There's a serial killer on the loose in Boston, his hallmark that he operates on his victims, removing body parts while they are still alive. Jane Rizzoli knows solving this case could be the making of her career. Her assigned partner is "Saint" Thomas Moore, the cop who never stepped over the line, never swore, never lost his cool.

THE SURGEON snags the reader straightaway, opening with a prologue from the killer's point of view.
Today they will find her body.
Today they will know we are back
.

The Surgeon has a fixation of Boston doctor Catherine Cordell. His victims, we learn, are women who have already been damaged, as has Catherine Cordell, through rape. In their own ways Jane Rizzoli and Thomas Moore both step over the line, Rizzoli in a way that could mean the end of her career.

The blurb on the front of the book says THE SURGEON is a page turner - as I read this on my Kindle, the "next page" button got a rapid work out.
An excellent read and highly recommended.
Perhaps I should warn that some of the medical details may make you a little squeamish.

My rating 4.7

Read an excerpt on Gerritsen's own site.

I featured Tess Gerritsen  for my letter G in the Crime Fiction Alphabet.
You'll find in that post my reviews of  THE MEPHISTO CLUB (4.6) and THE BONE GARDEN (4.6)

My other mini-reviews:

THE SINNER (4.8)
This is the novel immediately before 'Body Double'.  Not even the icy temperatures of a typical New England winter can match the bone-chilling scene of carnage discovered at the chapel of Our Lady of Divine Light. Within the cloistered convent lie two nuns–one dead, one critically injured–victims of an unspeakably savage attacker. The brutal crime appears to be without motive, but medical examiner Maura Isles’s autopsy of the dead woman yields a shocking surprise: twenty-year-old Sister Camille gave birth before she was murdered. Then another body is found mutilated beyond recognition. Together, Isles and homicide detective Jane Rizzoli uncover an ancient horror that connects these terrible slaughters. As long-buried secrets come to light, Maura Isles finds herself drawn inexorably toward the heart of an investigation that strikes close to home–and toward a dawning revelation about the killer’s identity too shattering to consider.  Also available as an abridged audio cassette, abridged audio CD, an abridged downloadable audiobook, an abridged downloadable audiobook and an eBook.

VANISH (4.5)
The last thing that Boston medical examiner Maura Isles expects to find in her morgue in a zipped up body bag is a Jane Doe that is still alive. And the last thing that Boston police detective Jane Rizzoli expects to happen when she goes to hospital to have her baby is to become a hostage. When these two threads combine you have an explosive mixture.

5 comments:

Anonymous said...

Kerrie - I've read some Gerritsen, but not the Rizzoli series. It sounds very compelling! I always like starting a series with the first book, too, although I know one doesn't always have to do that.

BooksPlease said...

This may be a bit too much for me right now - I can be squeamish at some things. At a different time such things wouldn't bother me - or I could skim read the nasty bits.

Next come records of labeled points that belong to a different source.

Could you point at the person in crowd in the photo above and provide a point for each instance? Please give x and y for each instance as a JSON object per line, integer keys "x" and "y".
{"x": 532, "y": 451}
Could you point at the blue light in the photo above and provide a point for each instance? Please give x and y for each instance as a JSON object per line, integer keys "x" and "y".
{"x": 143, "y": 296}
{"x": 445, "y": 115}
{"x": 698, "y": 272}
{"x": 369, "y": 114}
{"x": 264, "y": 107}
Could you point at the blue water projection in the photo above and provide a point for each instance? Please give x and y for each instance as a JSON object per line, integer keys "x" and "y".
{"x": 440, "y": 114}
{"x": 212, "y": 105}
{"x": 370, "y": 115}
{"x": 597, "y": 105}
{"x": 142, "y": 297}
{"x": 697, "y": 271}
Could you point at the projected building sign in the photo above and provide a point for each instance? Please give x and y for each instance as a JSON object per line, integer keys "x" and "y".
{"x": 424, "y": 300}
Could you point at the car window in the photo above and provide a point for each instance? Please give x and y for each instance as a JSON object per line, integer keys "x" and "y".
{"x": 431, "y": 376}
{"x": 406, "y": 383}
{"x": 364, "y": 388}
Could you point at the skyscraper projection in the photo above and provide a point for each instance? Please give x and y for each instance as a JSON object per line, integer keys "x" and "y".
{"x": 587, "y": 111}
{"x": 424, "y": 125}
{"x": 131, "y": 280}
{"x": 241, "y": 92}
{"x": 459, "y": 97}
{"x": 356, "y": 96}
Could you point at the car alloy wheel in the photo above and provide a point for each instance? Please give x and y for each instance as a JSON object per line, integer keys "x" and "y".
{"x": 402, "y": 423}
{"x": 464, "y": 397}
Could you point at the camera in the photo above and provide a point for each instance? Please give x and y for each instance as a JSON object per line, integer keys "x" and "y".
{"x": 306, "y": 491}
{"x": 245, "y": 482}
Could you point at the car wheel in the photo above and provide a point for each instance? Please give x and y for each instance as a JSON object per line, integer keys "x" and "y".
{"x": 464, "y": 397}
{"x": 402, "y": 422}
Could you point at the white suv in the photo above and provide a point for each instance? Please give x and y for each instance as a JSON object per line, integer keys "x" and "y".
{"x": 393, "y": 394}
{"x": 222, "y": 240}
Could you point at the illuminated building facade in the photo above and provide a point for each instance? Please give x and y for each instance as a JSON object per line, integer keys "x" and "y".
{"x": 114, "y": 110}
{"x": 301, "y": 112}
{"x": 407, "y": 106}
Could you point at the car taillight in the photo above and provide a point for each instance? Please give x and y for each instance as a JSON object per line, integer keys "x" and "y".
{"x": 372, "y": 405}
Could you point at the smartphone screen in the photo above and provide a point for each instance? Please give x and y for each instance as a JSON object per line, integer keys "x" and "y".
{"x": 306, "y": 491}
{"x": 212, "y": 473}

I have one Gerritsen book - Life Support, but haven't read it yet. Have you read that one?

Kerrie said...

I have read quite a number of the Rizzoli books Margot. She adds pathologist Maura Isles in the 3rd book I think. Interesting ploy to expand the "cast" as it were

Kerrie said...

LIFE SUPPORT appears to be a stand alone Margaret. I haven't read that. There seems to be a fair bit of medicaol stuff in all her books

Booklover Book Review said...

Pleased to hear you really enjoyed this Tess Gerritsen novel - I've had one of hers on my TBR pile for a while, might have to bring it closer to the top of the pile based on this review.